Indeed, once credentialing splits off (for example, by an independent entity that warrants that a job candidate has achieved the equivalent of a college education), it seems as though colleges as we know them could be in serious trouble.

A related idea, which came up in a question by Paul Edwards, provost of Southern Virginia University, is that accreditation may become less of a barrier to entry. Right now, most four-year schools are accredited by a single organization that accredits all the colleges in its region. The accreditors have been accused (and were again at the meeting) of smothering innovation and restricting new entrants. But Edwards said that a slight change in federal regulations could allow a regional accreditor to evaluate schools in other regions, creating the potential for competitive accreditation, which would be more likely to reward innovation.

The one-day meeting, which also ranged into such subjects as the decline of tenure and the competition between community colleges and for-profits, was a showcase for a book project on innovation, still in the editorial process. The organizers were Ben Wildavsky, senior fellow in research and policy at the Kauffman Foundation; Kevin Carey, policy director at Education Sector; and Andrew P. Kelly, research fellow with the American Enterprise Institute. They had a stellar cast of presenters and discussants, including such figures as economist Ronald Ehrenberg of Cornell University; William Kirwan, chancellor of the University System of Maryland; Suzanne Walsh, formerly of the Lumina Foundation; and Andrew Rosen, CEO of Kaplan, Inc.

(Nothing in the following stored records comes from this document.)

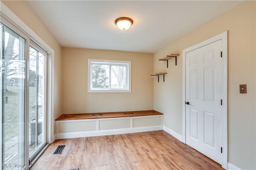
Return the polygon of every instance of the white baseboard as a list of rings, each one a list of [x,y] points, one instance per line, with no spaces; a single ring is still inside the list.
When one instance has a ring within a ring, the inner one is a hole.
[[[104,136],[147,132],[149,131],[160,131],[161,130],[163,130],[163,126],[162,125],[148,127],[137,127],[132,129],[91,131],[88,132],[72,132],[70,133],[62,133],[56,134],[56,139],[63,139]]]
[[[242,169],[236,166],[234,166],[232,164],[230,164],[229,162],[228,162],[228,170],[241,170]]]
[[[178,133],[173,131],[170,129],[168,128],[165,126],[163,126],[163,129],[164,131],[181,141],[182,142],[182,136]]]

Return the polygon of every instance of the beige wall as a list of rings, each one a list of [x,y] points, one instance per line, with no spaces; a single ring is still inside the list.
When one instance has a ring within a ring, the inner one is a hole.
[[[228,162],[242,169],[255,169],[255,1],[247,1],[158,51],[154,72],[167,72],[165,82],[154,82],[154,109],[164,113],[164,125],[182,134],[182,50],[228,31]],[[166,63],[158,60],[179,53]],[[239,85],[247,84],[247,93]]]
[[[24,1],[1,1],[54,51],[53,101],[54,119],[62,112],[61,47],[37,16]]]
[[[62,56],[63,113],[153,109],[152,54],[63,48]],[[88,93],[88,59],[132,61],[132,92]]]

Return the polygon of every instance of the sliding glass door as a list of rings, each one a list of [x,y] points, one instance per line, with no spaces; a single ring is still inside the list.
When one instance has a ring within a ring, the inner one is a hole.
[[[1,25],[0,88],[2,166],[25,165],[25,39]]]
[[[46,144],[47,54],[0,25],[0,163],[1,169],[19,170]]]
[[[45,93],[46,53],[32,43],[29,48],[29,155],[33,159],[46,143]]]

As I see it, the debate’s optimistic side (that is, optimistic about innovation, but not necessarily what institutions of higher education would like to see) has the edge. To support the contention that more ferment may be going on than some realize, I will close with a list of innovative organizations in the higher education field—all of which were mentioned at the conference. Here’s the list:

  • Frank M. Olin Engineering School. Created in Needham, Massachusetts, in 1999, this school aims at revitalizing engineering education by incorporating business, entrepreneurship, creativity, and social awareness. Its faculty do not have tenure.
  • Harrisburg University of Science and Technology. Founded in 2005 to bring economic growth to central Pennsylvania, the private school (which gets financial support from the legislature) does not have tenure or separate academic departments.
  • National Center for Academic Transformation. This project, funded by the Pew Charitable Trust and located at Rensselaer Polytechnic Institute, redesigns college courses, incorporating new technology and peer instruction to make them more effective and less expensive.
  • Open Learning Initiative at Carnegie Mellon. Supported by a number of foundations, the Open Learning Initiative uses cognitive psychology and knowledge about human-computer interaction to design online courses that provide continual feedback to learners.
  • University of Minnesota at Rochester. The newest campus of the University of Minnesota, the school was designed “from the ground up” to incorporate new knowledge about learning. Its faculty includes a small number of tenure-track professors and large numbers of student-centered specialists.
  • Straighterline. This private company provides basic online courses such as introductory algebra, college algebra, developmental writing, and English composition for a price that can be as low as $99 a month (or $399 per course).
  • 2tor, Inc. Created by John Katzman, former head of Princeton Review, 2tor brings online education to established institutions. It currently provides courseware for the University of Southern California’s Master of Arts in Teaching program.
  • University of the People. This new international, online university, not yet accredited, is providing education tuition-free.
  • Western Governors University. Created by the governors of 19 states (most of them western), this online university, which began taking students in 1999, allows accelerated completion of college, using both competency-based tests and specific courses.

If these institutions are as good as advertised, they are likely to be models when the time comes. Now, will that time come? You decide.